Evaluation and Diagnosis of Skin Cancer
If you have a lesion or mole which has any of the ABCDE’s above or is painful, itchy, or does not heal, you need to see a skin cancer specialist such as a facial plastic surgeon, plastic surgeon, or dermatologist. Most skin lesions tend to be benign, but if they are cancerous, the earlier they are caught and treated the greater the chance of complete cure. This is especially important if you are fair skinned or have a history of sun exposure.
During your evaluation by a doctor, a biopsy may be performed to send a sample of tissue to be examined by a pathologist. This is a simple procedure and causes little to no pain. We perform this procedure quite often in our office. By obtaining a biopsy, your doctor can have a firm diagnosis and make an effective plan for treatment for you.

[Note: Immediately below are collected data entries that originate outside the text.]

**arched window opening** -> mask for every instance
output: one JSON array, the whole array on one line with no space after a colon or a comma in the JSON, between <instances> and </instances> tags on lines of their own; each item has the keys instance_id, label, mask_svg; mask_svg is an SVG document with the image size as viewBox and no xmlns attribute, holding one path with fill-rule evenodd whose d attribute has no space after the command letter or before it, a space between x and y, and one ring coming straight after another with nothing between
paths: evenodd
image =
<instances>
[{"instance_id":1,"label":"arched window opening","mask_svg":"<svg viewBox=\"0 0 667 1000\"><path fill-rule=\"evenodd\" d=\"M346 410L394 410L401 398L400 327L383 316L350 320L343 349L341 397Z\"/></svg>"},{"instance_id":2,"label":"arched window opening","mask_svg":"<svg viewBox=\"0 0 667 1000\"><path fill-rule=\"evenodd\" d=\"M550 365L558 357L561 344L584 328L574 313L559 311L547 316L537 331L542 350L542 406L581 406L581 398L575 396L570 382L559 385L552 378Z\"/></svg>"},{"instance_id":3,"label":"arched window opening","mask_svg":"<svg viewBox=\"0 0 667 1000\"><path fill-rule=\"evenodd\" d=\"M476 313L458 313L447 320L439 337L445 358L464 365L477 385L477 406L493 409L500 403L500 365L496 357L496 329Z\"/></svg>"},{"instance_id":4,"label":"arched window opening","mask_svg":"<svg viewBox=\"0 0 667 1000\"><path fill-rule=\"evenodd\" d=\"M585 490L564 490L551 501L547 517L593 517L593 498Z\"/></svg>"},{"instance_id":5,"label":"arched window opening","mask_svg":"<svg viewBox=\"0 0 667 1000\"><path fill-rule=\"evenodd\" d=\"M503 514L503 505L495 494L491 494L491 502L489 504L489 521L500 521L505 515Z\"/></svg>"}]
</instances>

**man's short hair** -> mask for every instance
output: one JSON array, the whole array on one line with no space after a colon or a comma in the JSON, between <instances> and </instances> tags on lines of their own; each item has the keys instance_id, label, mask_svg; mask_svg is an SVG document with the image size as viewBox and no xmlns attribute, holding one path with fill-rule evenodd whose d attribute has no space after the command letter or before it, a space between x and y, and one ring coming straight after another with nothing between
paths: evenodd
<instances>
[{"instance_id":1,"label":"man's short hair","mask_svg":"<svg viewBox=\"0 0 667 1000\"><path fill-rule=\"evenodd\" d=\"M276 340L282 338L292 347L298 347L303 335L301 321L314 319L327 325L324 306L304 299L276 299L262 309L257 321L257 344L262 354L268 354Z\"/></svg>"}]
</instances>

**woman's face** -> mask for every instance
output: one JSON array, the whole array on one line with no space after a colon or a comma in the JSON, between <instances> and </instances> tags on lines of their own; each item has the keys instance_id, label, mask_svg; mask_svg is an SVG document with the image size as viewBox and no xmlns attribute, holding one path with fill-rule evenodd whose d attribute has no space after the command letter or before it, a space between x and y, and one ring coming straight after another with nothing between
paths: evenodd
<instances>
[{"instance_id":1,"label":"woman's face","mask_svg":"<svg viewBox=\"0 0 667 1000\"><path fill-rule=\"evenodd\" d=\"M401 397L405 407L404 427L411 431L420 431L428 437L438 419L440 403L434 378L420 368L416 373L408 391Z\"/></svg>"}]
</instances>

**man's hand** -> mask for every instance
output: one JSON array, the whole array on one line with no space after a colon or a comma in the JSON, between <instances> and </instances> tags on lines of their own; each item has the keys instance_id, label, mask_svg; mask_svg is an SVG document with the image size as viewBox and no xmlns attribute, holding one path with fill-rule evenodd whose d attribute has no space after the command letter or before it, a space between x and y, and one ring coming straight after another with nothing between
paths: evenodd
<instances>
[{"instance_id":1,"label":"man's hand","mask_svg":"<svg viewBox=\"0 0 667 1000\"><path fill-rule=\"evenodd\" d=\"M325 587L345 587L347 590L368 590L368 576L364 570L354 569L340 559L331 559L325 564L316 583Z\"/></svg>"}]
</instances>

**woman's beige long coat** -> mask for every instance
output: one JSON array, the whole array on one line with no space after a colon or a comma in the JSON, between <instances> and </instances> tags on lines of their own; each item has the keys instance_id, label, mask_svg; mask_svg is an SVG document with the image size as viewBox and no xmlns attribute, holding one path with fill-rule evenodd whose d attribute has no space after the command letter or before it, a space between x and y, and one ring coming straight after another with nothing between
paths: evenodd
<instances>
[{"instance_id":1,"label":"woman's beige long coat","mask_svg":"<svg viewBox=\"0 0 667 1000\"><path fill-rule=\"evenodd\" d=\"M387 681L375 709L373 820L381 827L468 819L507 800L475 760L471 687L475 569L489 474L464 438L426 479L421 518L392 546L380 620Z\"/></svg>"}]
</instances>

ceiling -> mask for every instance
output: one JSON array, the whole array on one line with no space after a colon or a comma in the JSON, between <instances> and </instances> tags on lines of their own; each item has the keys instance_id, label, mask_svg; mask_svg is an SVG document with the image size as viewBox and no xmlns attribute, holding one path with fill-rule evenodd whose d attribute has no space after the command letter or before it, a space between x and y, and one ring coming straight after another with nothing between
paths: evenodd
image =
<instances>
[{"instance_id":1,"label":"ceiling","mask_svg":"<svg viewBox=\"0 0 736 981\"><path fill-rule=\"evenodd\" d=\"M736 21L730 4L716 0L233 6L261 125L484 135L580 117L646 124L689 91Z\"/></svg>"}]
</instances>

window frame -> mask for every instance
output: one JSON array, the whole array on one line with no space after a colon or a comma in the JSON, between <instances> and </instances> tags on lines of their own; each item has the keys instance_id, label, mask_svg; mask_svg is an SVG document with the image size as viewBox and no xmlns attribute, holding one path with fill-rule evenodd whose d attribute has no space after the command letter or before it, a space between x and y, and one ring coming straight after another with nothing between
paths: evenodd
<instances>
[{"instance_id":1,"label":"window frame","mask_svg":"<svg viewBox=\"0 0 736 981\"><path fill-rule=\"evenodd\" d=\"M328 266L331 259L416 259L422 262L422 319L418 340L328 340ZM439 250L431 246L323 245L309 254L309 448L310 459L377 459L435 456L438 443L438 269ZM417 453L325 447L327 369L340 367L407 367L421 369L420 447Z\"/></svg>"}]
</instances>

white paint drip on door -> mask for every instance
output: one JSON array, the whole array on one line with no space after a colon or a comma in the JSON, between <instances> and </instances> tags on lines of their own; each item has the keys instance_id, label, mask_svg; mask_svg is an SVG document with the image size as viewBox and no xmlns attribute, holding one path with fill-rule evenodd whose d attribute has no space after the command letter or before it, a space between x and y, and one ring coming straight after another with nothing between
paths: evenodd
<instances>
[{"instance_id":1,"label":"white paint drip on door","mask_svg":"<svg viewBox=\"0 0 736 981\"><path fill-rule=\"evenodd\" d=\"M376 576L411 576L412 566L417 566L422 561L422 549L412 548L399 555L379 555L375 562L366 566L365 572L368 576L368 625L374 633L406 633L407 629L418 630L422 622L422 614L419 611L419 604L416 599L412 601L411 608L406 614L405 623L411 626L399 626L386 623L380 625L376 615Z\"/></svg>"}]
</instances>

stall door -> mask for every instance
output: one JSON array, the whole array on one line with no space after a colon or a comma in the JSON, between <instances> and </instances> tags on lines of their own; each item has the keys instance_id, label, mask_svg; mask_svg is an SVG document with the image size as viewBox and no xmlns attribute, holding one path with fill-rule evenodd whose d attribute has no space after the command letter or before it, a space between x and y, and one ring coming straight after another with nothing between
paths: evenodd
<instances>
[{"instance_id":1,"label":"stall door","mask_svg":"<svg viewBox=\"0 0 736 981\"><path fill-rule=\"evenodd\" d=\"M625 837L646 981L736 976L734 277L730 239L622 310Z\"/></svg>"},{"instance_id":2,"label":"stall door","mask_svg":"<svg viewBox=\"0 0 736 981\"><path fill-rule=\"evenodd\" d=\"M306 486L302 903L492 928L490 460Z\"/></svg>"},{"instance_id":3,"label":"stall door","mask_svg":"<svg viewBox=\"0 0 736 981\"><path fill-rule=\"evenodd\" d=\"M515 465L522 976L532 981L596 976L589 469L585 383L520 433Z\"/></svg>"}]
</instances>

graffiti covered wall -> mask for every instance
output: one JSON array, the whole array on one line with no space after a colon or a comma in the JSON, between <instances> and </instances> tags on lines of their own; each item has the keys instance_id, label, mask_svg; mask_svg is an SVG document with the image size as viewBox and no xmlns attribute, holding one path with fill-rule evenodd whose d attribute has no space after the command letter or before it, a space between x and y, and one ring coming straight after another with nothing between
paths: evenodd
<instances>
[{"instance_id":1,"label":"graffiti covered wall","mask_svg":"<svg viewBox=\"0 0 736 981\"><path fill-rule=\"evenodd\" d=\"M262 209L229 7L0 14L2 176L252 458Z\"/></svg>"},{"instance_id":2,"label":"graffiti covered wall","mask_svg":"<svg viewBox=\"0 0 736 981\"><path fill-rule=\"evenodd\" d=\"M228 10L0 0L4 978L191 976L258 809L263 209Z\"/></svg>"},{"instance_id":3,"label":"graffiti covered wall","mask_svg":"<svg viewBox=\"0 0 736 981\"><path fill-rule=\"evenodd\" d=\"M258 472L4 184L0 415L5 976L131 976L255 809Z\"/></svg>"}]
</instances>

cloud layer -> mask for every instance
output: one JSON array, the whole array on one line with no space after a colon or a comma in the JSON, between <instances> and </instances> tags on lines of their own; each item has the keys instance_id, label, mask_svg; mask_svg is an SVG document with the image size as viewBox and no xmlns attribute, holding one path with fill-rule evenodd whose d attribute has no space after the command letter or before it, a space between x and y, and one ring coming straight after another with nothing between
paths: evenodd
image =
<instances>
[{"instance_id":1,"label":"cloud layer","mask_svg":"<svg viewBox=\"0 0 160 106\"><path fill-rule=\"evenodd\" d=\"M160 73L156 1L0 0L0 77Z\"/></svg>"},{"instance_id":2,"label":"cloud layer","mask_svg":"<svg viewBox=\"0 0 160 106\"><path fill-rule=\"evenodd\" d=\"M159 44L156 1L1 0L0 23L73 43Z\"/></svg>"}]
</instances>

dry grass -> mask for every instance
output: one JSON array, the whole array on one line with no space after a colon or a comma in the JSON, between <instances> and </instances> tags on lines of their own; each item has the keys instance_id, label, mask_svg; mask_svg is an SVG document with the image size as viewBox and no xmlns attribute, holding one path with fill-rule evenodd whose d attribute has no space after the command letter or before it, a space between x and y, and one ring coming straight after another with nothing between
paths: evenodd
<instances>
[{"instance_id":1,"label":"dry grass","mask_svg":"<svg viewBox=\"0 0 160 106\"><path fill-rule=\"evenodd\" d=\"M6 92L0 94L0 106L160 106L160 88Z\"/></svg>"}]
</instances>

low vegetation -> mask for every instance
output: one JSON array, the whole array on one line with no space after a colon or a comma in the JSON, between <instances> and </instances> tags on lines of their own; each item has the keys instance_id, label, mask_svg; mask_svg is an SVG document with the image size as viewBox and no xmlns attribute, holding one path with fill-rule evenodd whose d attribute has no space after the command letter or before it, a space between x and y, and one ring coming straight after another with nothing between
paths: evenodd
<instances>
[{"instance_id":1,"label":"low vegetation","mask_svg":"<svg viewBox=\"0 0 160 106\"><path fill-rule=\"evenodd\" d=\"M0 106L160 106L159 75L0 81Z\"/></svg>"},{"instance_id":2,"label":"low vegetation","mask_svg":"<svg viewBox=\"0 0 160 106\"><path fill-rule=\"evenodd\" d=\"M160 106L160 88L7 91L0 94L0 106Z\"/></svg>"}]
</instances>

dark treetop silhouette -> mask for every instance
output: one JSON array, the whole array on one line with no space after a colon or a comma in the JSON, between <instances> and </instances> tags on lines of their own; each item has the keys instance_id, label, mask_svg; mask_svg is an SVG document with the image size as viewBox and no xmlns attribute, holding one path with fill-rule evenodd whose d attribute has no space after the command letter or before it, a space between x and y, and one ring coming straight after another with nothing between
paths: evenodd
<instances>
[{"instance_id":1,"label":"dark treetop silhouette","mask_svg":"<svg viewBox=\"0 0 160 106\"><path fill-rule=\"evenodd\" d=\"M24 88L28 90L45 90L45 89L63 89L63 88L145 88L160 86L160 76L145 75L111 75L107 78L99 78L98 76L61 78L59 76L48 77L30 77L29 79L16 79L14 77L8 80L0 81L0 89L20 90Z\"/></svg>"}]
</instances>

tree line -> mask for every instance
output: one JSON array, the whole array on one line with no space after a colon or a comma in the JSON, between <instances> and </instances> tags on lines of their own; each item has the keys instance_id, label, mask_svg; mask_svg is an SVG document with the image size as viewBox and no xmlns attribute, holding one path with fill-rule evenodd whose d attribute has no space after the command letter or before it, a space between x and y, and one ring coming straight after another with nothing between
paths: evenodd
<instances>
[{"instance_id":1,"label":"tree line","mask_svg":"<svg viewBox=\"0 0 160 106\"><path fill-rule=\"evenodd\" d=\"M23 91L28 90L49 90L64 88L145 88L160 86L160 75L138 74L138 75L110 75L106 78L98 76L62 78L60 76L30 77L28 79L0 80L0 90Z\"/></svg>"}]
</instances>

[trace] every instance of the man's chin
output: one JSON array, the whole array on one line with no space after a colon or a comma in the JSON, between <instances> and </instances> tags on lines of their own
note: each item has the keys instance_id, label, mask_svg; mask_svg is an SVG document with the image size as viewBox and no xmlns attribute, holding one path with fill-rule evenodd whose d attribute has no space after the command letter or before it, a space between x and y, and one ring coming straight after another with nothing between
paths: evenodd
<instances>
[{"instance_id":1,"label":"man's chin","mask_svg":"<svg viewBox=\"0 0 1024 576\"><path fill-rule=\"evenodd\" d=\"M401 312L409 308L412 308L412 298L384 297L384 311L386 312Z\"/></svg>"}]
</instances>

If a lesion is determined to be a skin cancer, treatment generally consists of surgical removal of the area and a small amount of surrounding tissue. In the case of melanoma, futher blood testing or X-Ray imaging is often required as this is the most dangerous type of skin cancer and can spread to other parts of the body (metastasis).
One specialized skin cancer procedure is known as MOHS surgery. MOHS surgeons are dermatologists who have had additional training in skin surgery and reconstruction. Dr Shaw works closely with several local MOHS surgeons and often assists them with complicated facial reconstruction.